Wednesday 18 November 2015 by DavyWavy

Nobel Prize for physics awarded to man who successfully connected to free wi-fi


Man checking phone small

The Nobel Prize for Physics has been awarded to a man who successfully connected to the free wi-fi in his local Wetherspoons.

The achievement was widely regarded as a functional impossibility by the scientific community, but peer-review of his actions has concluded that he did indeed connect for long enough to check the final scores and his lottery numbers whilst having a pint of Speckled Hen.

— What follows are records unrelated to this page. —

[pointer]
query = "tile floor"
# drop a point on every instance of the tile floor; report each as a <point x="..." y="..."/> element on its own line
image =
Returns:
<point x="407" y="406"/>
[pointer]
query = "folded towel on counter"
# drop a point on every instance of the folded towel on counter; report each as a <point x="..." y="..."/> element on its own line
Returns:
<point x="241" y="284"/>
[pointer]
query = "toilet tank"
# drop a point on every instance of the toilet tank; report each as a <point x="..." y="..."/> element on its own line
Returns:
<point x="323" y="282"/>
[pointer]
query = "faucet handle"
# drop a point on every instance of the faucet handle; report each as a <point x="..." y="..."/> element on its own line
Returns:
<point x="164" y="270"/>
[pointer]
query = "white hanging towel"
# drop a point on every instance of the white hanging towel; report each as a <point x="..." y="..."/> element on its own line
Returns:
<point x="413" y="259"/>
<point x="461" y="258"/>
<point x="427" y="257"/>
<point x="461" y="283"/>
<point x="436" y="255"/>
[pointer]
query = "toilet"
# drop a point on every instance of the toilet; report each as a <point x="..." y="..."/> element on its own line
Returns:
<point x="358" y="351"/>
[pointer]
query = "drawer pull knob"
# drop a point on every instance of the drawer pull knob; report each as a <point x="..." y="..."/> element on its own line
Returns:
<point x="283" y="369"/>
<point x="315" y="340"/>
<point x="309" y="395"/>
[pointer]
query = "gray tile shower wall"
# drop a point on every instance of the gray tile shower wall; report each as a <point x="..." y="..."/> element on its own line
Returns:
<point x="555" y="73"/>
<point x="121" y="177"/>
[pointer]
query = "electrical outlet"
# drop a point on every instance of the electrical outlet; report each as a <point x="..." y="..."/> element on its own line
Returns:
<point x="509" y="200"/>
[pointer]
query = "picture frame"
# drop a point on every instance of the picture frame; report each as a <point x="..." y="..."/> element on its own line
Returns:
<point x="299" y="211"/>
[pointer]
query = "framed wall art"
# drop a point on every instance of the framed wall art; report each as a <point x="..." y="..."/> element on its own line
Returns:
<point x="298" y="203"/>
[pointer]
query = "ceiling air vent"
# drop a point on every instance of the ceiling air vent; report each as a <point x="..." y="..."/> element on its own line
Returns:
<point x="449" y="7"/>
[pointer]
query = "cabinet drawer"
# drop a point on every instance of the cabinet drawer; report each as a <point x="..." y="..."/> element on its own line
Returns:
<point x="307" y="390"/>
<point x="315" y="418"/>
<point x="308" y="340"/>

Local plumber Simon Williams said it was a bit of a surprise when his phone connected without any fuss, but he wasn’t complaining about the 8 Million Krone prize money and big gold medal which would look right jim-dandy hanging over the fireplace.

“The existence of free wi-fi occupies an interesting position within the concept of superposition in quantum theory, in that it can always be seen when you look for it but it’s never there when you actually try to connect,” Knud Sorenson of the Nobel committee told us.

“Under normal circumstances you can only connect to wi-fi you haven’t looked for, like when you’re trying to check your email over 4G at the station and it just won’t stop connecting to Cafe Nero.”

“By both seeing free wi-fi, and simultaneously connecting to it, Mr Williams managed to resolve it to a superposition of states such that it exists in both at the same time – visible and connected.”

“Trust me on this, that defies all known laws of Physics. We’re going to have to rewrite the lot from the ground up.”

“My brain hurts,” he added.

Inspired by his success, Simon says he hopes to win the Nobel prize for Chemistry next year by teaching the Americans how to make a decent cup of tea.